Non-Status Mortgage – These are mortgages offered by lenders to borrowers who do not have proof of previous mortgage history and/or income. Non-status mortgages will usually only provide up to 70% of the property value.

Offset Mortgage – An offset mortgage allows a borrower to offset the mortgage balance against money in a current or savings account held with the lender.

Payment Holiday – A payment holiday is an offer made by some lenders to enable borrowers to take time off from making monthly repayments.

Personal Loan – This is a type of loan that an individual takes out. Personal loans usually have a fixed rate of interest and a fixed repayment period.

Redemption Penalty – This is a financial penalty charged to a borrower by a mortgage lender if the borrower changes lender or repays the amount borrowed before an initially agreed period of time.

Remortgage – A remortgage is the switching of mortgages from one lender to a new lender: the new lender pays off the remaining value of the mortgage to the old lender. A remortgage offer borrowers the opportunity to move to a mortgage that has better rates.
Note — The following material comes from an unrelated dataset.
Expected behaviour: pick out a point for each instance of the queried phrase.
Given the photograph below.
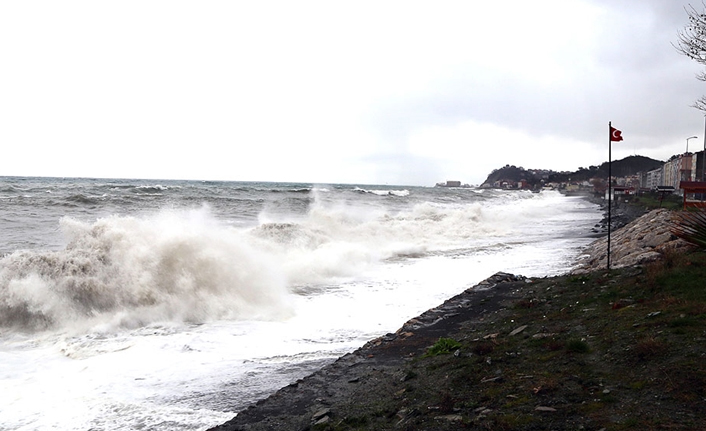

Repossession – Repossession occurs when a borrower does not repay a loan in the manner agreed in the terms and conditions of the loan agreement. The lender literally repossesses the property taking legal ownership away from the borrower.

Secured Loan – This is a type of loan whereby some asset, usually a property, is put up as security to a lender. This security is security for the lender and not for the borrower. If repayments are not kept the lender is legally entitled to repossess the property and sell it to reclaim its money.

Standard Variable Rate – This is the rate of interest charged by most mortgage lenders which rises and falls in relation to the Bank of England base rate.

Title Deed – A title deed is a legal document that specifies the owner of a particular property and other relevant information about the property and the land it stands upon.

Tracker Mortgage – A tracker mortgage tracks the rise and fall of the Bank of England base rate in order to give borrowers the benefit of interest rate decreases at the soonest possible moment.

Unsecured Loan – This is a type of loan which does not require the borrower to secure any asset, such as a property, against it.